To show the invisible hand illusion actually worked, the researchers made a stabbing motion with a knife toward the empty space "occupied" by the invisible hand and measured the participant's sweat response to the perceived threat. They found the volunteers became stressed while experiencing the illusion. [See Images of the Invisible Hand Experiment]
"We were totally surprised that the illusion worked without the rubber hand," researcher Henrik Ehrsson, a cognitive neuroscientist at the Karolinska Institute, told LiveScience. "I think most people that have been working with the so-called rubber hand illusion have assumed that the rubber hand is important."
In another experiment, the volunteers were asked to close their eyes and quickly point with their left hand to where they perceived their right hand was. Those experiencing the invisible hand illusion would point at the invisible hand rather than their real hand.
"Considering that we are born with and have a lifelong experience of having a physical body, I find it remarkable that the brain so quickly and easily can be fooled into accepting an invisible hand as part of one's own body," Guterstam told LiveScience. "Taken together, our results show that the sight of a physical hand is remarkably unimportant to the brain for creating the experience of one's physical self."
The scientists had previously found objects that did not resemble body parts, such as a block of wood, cannot be experienced as one's own hand, "so we were extremely surprised to find that the brain can accept an invisible hand as part of the body," Guterstam said. They had conducted the experiment with empty space expecting no illusion to occur, to serve as a baseline for comparison to other research.
Why did people embody empty space as their own hand but not objects such as blocks of wood?
"We believe that the crucial difference lies in that we are very used to feeling our hands without seeing them, and we can move our hands in empty space but not through solid objects," Guterstam said. "The empty space close to the body represents an array of potential locations for the limbs."
The researchers scanned the brains of 14 volunteers using functional magnetic resonance imaging (fMRI). Perceiving the invisible-hand illusion led to increased activity in the same parts of the brain that are normally active when individuals see their real hand being touched or when participants experience a prosthetic hand as their own.

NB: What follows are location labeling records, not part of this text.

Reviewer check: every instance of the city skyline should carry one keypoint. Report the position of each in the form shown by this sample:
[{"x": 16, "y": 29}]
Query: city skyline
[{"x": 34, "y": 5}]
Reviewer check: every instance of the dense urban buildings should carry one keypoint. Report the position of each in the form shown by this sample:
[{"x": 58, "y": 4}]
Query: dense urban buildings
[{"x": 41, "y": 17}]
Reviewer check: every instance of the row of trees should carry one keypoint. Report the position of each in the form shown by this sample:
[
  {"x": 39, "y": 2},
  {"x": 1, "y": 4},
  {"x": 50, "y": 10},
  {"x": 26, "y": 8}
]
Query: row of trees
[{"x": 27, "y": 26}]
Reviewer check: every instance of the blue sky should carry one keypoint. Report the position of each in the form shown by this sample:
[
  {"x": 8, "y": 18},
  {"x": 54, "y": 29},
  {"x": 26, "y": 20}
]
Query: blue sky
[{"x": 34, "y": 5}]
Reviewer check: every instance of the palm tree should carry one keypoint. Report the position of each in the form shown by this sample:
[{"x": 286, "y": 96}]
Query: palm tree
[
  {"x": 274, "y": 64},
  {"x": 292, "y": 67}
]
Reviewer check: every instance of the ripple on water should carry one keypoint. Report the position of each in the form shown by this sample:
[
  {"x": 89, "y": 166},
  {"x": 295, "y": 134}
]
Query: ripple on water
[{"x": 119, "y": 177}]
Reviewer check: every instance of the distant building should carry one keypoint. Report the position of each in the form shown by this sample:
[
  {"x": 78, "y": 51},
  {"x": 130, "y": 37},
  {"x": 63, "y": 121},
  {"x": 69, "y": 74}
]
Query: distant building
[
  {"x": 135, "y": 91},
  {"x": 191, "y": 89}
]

"This is what we believe happens in the brain when participants starts to experience the illusion — when the brain creates the experience of the hand I see is my own, it uses information from different senses, including vision, touch and signals from the muscles of the arm," Guterstam said. "When we elicited the invisible hand illusion inside an MRI scanner, we found that experiencing the illusion lead to increased brain activity in so-called multisensory brain regions, which we know integrate signals from the different senses. It therefore seems as if these areas of the brain automatically associate the sight from the brush moving in empty space with the touch felt on the real hand, leading to the bizarre consequence that one feels touch in midair and perceive having an invisible hand in this location."
In the future, the researchers would like to see if people could experience an entire invisible body as their own — to see if they can induce an 'invisible man illusion,'" Ehrsson said.
The researchers also plan to perform studies "to find out if the invisible hand illusion and phantom sensations in patients share the same underlying brain mechanisms, and if it is possible to use this illusion to manipulate the experience of phantom pain," Guterstam said.
There could be important differences between the invisible hand illusion and phantom sensations, Ehrsson said. "For example, signals from damaged nerves could contribute to phantom limbs and phantom pain in a way that would be different from our illusion in limbed-individuals," Ehrsson said.
The scientists detailed their findings online yesterday (April 11) in the Journal of Cognitive Neuroscience.